ネタバレ?感想 木々津克久 『フランケン・ふらん Frantic』2巻

フランケン・ふらん Frantic 2 (チャンピオンREDコミックス)
フランケン・ふらん Frantic 2 (チャンピオンREDコミックス)

 大体の内容「この精神的グロが怖い!大賞受賞、としたい」。1巻は色々な短編があったというのに相変わらず精神的ブラクラ具合を見せていましたが、連載の、ふらんの勘を取り戻したかのような精神面のグロさ具合がちょっと尋常ではなくなってきているのが、『フランケン・ふらん Frantic』2巻なのです。

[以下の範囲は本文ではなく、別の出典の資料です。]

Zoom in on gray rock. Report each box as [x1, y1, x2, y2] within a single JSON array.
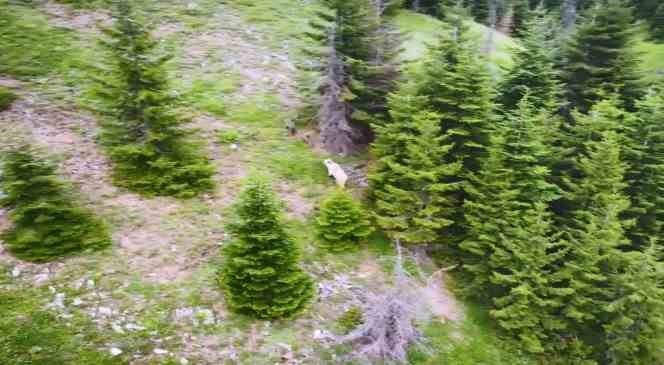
[[109, 347, 123, 356]]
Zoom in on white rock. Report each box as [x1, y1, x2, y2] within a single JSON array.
[[111, 323, 125, 334], [109, 347, 123, 356], [125, 323, 146, 331], [313, 329, 334, 341], [86, 279, 95, 289], [52, 293, 66, 309], [98, 307, 113, 317], [11, 267, 20, 278], [72, 298, 83, 306], [153, 348, 168, 355], [175, 307, 194, 321], [230, 143, 239, 150], [34, 273, 49, 285], [180, 358, 189, 365]]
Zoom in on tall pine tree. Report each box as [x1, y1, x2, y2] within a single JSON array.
[[304, 0, 400, 154], [0, 146, 110, 262], [559, 0, 643, 114], [498, 5, 560, 112], [557, 131, 634, 360], [94, 1, 214, 197], [462, 96, 560, 300], [415, 19, 495, 245], [602, 245, 664, 364], [370, 91, 461, 245], [219, 177, 313, 319], [623, 88, 664, 251]]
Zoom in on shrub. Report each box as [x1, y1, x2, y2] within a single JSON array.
[[0, 87, 17, 112], [316, 189, 373, 252]]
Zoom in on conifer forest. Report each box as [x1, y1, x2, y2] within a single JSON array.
[[1, 0, 664, 364]]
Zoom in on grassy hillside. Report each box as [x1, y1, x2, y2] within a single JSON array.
[[392, 10, 517, 69], [1, 1, 662, 364]]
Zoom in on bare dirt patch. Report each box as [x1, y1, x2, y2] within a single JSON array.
[[42, 0, 111, 31], [275, 181, 315, 220], [180, 8, 300, 108], [0, 85, 216, 284], [422, 270, 464, 323]]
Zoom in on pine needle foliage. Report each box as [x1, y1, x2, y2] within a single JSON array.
[[489, 203, 569, 354], [623, 88, 664, 250], [413, 18, 495, 244], [94, 1, 214, 198], [315, 189, 373, 252], [559, 0, 644, 114], [219, 177, 313, 319], [305, 0, 400, 124], [462, 96, 560, 300], [0, 146, 110, 263], [369, 91, 461, 245], [602, 245, 664, 364], [498, 5, 561, 112]]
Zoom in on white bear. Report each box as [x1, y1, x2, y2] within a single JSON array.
[[323, 159, 348, 188]]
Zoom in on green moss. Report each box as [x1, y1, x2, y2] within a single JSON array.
[[0, 86, 17, 111], [337, 306, 364, 334]]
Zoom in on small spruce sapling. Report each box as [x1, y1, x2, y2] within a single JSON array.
[[0, 146, 111, 262], [316, 189, 373, 252], [219, 177, 313, 319]]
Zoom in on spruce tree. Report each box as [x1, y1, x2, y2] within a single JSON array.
[[219, 177, 313, 319], [415, 20, 495, 245], [94, 1, 214, 197], [489, 203, 569, 354], [0, 146, 111, 262], [462, 96, 560, 300], [498, 5, 560, 112], [315, 189, 373, 252], [559, 0, 644, 114], [602, 245, 664, 364], [369, 91, 461, 245], [461, 134, 518, 299], [623, 88, 664, 250], [552, 98, 631, 222], [558, 131, 633, 357], [304, 0, 400, 154]]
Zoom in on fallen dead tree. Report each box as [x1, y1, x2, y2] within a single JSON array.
[[338, 240, 427, 363]]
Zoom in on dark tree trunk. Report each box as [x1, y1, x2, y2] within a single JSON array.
[[318, 28, 365, 156]]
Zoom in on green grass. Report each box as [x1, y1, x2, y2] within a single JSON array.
[[0, 1, 80, 79], [392, 9, 516, 69], [227, 0, 321, 51], [636, 39, 664, 82], [408, 303, 539, 365], [0, 272, 120, 365], [224, 95, 330, 187], [184, 77, 238, 117]]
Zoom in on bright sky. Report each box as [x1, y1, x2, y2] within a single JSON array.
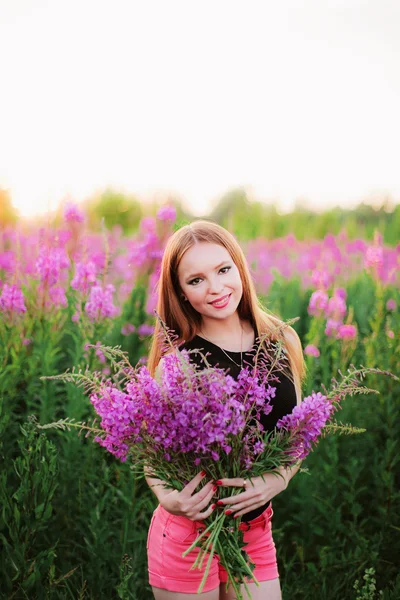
[[1, 0, 400, 218]]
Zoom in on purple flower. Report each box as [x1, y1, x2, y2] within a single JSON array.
[[48, 285, 68, 308], [252, 440, 264, 455], [308, 290, 329, 316], [85, 284, 119, 321], [121, 323, 136, 336], [137, 323, 155, 337], [277, 391, 336, 460], [386, 299, 396, 311], [0, 251, 16, 273], [71, 309, 81, 323], [71, 261, 97, 295], [304, 344, 320, 357], [364, 246, 384, 270], [0, 284, 27, 314], [64, 202, 85, 223], [327, 293, 347, 319], [36, 247, 70, 287], [337, 324, 357, 340], [325, 318, 341, 338], [94, 342, 106, 364], [87, 348, 276, 465], [157, 205, 176, 222], [311, 269, 332, 290], [140, 217, 157, 234], [335, 288, 347, 301]]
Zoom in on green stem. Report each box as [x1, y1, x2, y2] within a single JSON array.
[[217, 543, 244, 599], [196, 514, 226, 594], [182, 510, 226, 558]]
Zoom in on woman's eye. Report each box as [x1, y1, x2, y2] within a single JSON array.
[[188, 266, 230, 285]]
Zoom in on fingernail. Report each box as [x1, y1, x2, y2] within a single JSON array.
[[225, 509, 232, 515], [213, 484, 218, 491], [215, 480, 223, 485], [233, 514, 240, 519], [201, 470, 206, 476], [217, 500, 224, 506], [211, 504, 216, 510]]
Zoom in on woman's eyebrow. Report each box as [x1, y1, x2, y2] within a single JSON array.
[[186, 261, 229, 279]]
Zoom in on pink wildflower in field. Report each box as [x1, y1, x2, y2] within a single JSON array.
[[337, 324, 357, 340], [387, 330, 395, 339], [157, 205, 176, 222], [85, 284, 119, 321], [64, 202, 84, 223], [71, 309, 81, 322], [364, 245, 384, 270], [71, 261, 97, 295], [0, 283, 27, 314], [128, 227, 161, 269], [311, 269, 332, 289], [121, 323, 136, 336], [22, 337, 32, 346], [140, 217, 157, 234], [48, 285, 68, 308], [94, 342, 106, 364], [308, 290, 329, 316], [304, 344, 320, 357], [335, 288, 347, 301], [0, 251, 16, 273], [327, 292, 347, 319], [36, 247, 70, 286], [325, 318, 341, 338], [137, 323, 155, 337], [386, 299, 396, 311]]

 木々津克久漫画というと精神的なグロさ、という言い方を常々してしまう私ですが、それが全くその通りなのでどうしようもない、というのが今までの評です。
 2巻はどうか。
 って、先に言ってますね。そう、やっぱりヤバイやつでした。グロさ具合は相変わらずなんですが、そこにちゃんと木々津先生の腕前が見える部分も多く、単純にグロッ! で終わらないという、それはそれでたちが悪い仕上がりになっています。特に第7話『アンダーグラウンド』は、我々と彼ら、どっちがグロいのか、という謎の対比をかましてきて、木々津漫画の真骨頂と言える出来栄えでした。そこについては特に掘り下げませんが。あれです、「見てください!」ですよ、シャクティ声で。
 さておき。
 そういう変化をしながらえぐり込んでくる精神グロもありますが、わりとダイレクトな精神グロもきちんと搭載しているのが、この漫画の末恐ろしさです。しかも、それが天辺レベルなのが、巻の最初と最後にある、という凶悪なサンドイッチ構造。2巻の読感を完全にコントロールしてきています。多分に偶然というか、違う構成でもグロかったろうというかですが、それでもかなりのレベルの精神責めをしてきます。
 この巻のド頭、第4話『オン・ザ・ミルキー・ロード』は、母乳が主題の話です。いきなりトンでますね?
 内容の方も開幕から頭の断面図、脳の方に働き掛けないとなので当然のようにそこに施術します、で視覚面のグロさも忘れないサービス精神と、赤ん坊に与えるものだった母乳が、どんどんと貴族的ステイタスになっていく、それに対して自分の母乳がその中でトップに! とか言い出す精神的なグロさ加減はかなりのものです。
 そこまででもかなり嫌気がある内容ですが、最終的に母乳のトップに、というのが行き過ぎてしまうのです。内臓とかは全く出ないけどグロい。というまた新たな境地にいっちゃうのもありますが、そこに対して罰は無い、という終わり方をしてくるのです。それで幸せなら、いいのか? というのに対して答えとか全く見せてきません。それを考えるのは、あなただ。とも言いません。そして、ある意味幸せそうにすら見える終わり方なのです。実際、生理的には幸福感に包まれているのだ、とすら指摘します。
 ここ、テストに出ます。こういう、投げっぱなしではない、でも明らかにこちらに対して投げてきているんですけど!? という球筋。これぞ木々津流。などと言葉遊びをしてしまわないとこちらが持たないのです。考えてしまう人だと本当にこの漫画は罠な気がするくらいです。ある意味では誠実なんですが、そこ誠実にしてしまう意味があるんですかというか。
 さておき。
 この巻の最後の話、第10話『おいしい生活』。味覚、味蕾が死んでいる子がその味覚を取り戻して、という話。ここも舌への施術シーンがダイレクトにグロなんですが、それ以前に普通な話ならいい話としてもあっさり終わり過ぎるくらいにその辺はさくっと収まります。が、その後が、まあグロい。生来、味覚が死んでいたから、それを取り戻したら超絶に反応してしまって、というのはまだいいんですよ。その後がね……。まさか、味覚回復がこんなに危険だったとは、という反応をするしかない、ごっついのが来ます。それだけ、味というのが人間にもダイレクトなんだ、というのを見せるにしても、なんとうかこう、手心というか。ですよ。そこに対してそうなるのか、ってなってしまう見せ方も、もう少しこう……。
 正直、このごっついシーンが耐えられるかどうか、あと第4話の締めにも耐えられるかどうか、というのが、この漫画を今後も楽しめるのかという部分へのジャッジを下しています。慣れている私でも、ページをめくるのが怖い、という久しぶりな感覚に襲われましたからね。この場合、ホラー的に怖いと言っていいのか、というのはありますが。いきなりボールが顔面に! という恐怖はホラーなのか違うのかという命題すら感じさせてくれました。
 そういう、木々津味が全開になっているのが『フランケン・ふらん Frantic』2巻なのです。無茶だけど好きぃ……。